At first, we did not see the falcons but found gruesome evidence of their hunting skills. A bird’s head lay on the sidewalk near us, dropped from the steeple as one of them ate — and Judy spotted a foot nearby on the church’s front steps. She has also seen the falcons pluck feathers from their prey, dropping them on churchgoers leaving services. (The church is to be commended for its support of and patience with this still-rare species.)
As Judy was setting up her spotting scope, we heard a loud squawking above us, the male’s return to the nest inducing an excited exchange between the two. Manny flew inside to take a turn incubating eggs, and Yunker flew out, made a quick mid-air turn and came back to sit atop one of the finials. She sat in the sun, preening, for a very long time, Judy and I taking turns looking at her through the scope, Judy also photographing her. When I peeked at her, she turned her head in my direction, and the yellow spots around her eyes were absolutely breathtaking.
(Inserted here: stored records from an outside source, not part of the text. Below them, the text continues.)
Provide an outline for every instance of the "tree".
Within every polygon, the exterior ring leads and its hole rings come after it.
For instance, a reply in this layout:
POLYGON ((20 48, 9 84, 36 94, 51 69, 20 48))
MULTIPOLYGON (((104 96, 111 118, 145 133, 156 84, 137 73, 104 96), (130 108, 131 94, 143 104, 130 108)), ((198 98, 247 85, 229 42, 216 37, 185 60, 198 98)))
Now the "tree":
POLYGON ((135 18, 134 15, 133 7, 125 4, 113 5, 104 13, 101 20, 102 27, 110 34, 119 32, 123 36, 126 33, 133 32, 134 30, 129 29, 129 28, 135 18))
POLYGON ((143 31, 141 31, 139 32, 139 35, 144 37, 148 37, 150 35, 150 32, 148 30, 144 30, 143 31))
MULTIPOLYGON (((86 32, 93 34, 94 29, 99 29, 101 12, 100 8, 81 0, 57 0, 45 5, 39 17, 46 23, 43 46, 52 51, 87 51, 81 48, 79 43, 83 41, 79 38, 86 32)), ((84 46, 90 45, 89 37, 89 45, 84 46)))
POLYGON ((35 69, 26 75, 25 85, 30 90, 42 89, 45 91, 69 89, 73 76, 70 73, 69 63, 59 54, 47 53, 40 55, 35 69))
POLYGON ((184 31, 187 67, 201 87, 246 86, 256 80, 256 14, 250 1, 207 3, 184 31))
Also the prior Sunday, Judy saw a pair of bald eagles fly over the steeple — having eagles in Manayunk is also a miracle — and Manny raced out toward them, squawking to chase them off; she also saw him chase away a turkey vulture carelessly soaring nearby. And one year, another male came to Yunker, attempted to mate as Manny was away — the nerve! As she batted the newcomer away, Manny swooped in to chase the cad.
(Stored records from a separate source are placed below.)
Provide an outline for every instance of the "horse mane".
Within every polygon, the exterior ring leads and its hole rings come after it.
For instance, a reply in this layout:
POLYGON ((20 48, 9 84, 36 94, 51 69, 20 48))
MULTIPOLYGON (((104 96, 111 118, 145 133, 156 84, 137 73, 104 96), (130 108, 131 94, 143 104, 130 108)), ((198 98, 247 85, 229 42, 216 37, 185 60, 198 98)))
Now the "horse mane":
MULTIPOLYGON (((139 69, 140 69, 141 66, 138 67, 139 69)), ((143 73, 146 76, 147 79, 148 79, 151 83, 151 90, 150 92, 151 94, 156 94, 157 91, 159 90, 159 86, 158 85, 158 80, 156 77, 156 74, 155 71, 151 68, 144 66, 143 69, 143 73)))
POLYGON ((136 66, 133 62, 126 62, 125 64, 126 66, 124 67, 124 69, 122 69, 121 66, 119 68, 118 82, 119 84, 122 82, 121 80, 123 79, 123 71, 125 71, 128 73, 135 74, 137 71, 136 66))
She’s seen the female give one of its fledglings, sitting on the wires, a bird to eat, but the clumsy youngster dropped the food. Yunker swooped down, grabbed the morsel in mid-air and returned it to the kid. “That was pretty amazing,” she told me.
I asked about the source of her fondness for these birds. “I love hawks,” she offered, “and I love watching hawks. I’ve been coming here since the first year the nest was here , and it’s been really fascinating to watch.” When asked how many photos of the peregrines she has, she shrugged, “Oh, thousands.”
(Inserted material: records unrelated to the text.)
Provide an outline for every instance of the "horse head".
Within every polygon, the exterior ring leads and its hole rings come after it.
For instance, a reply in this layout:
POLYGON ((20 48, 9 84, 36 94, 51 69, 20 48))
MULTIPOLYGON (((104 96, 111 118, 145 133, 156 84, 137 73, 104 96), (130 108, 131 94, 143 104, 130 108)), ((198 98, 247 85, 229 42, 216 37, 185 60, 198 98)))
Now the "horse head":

Allow me to offer perhaps another similarity between Judy and the peregrines. The birds nest in the south-facing steeple window, one that offers two important advantages: a view of the river and its ducks, one of their prime food sources, and the warming southern sun-lit exposure. Judy’s home on Nixon Street likewise provides a similar view of the same river — they both love watching for ducks on the Schuylkill.
Peregrines nest for life — or until another male or another female upstages one of the pair. Last year, one of the newly mature females from this nest ended up in Baltimore, there chasing off an older female on an established nest there — she just took it over — and the male there accepted her. Another successful offspring from this nest recently set up shop in the Meadowlands, sadly becoming a Giants fan.
In about five weeks, Game Commission biologists will come to tag, weigh and measure the young that hopefully will soon hatch from the eggs up there — and outfit them with colored leg bands, which is how biologists trace their travels. Sometimes the young damage themselves in their inaugural flights and perhaps end up at our Wildlife Clinic, getting fixed up to be returned to their Manayunk abode. (Memo to the Game Commission: the Schuylkill Center is ready for them!)
Meanwhile, Judy will visit every day to catalog the pair’s doings until they leave in June, Manny and Yunker returning to solitary lives. The young stay behind at the steeple and one by one decide to strike out into the world, the last usually gone by July 4, Independence Day, appropriately.
“I always feel sad when that happens,” she noted.
But for now, the peregrines have a falcon godmother, keeping her vigil to make sure the peregrines thrive. Make sure you stop by the steeple and have a peek through her scope, too. The birds are simply stunning.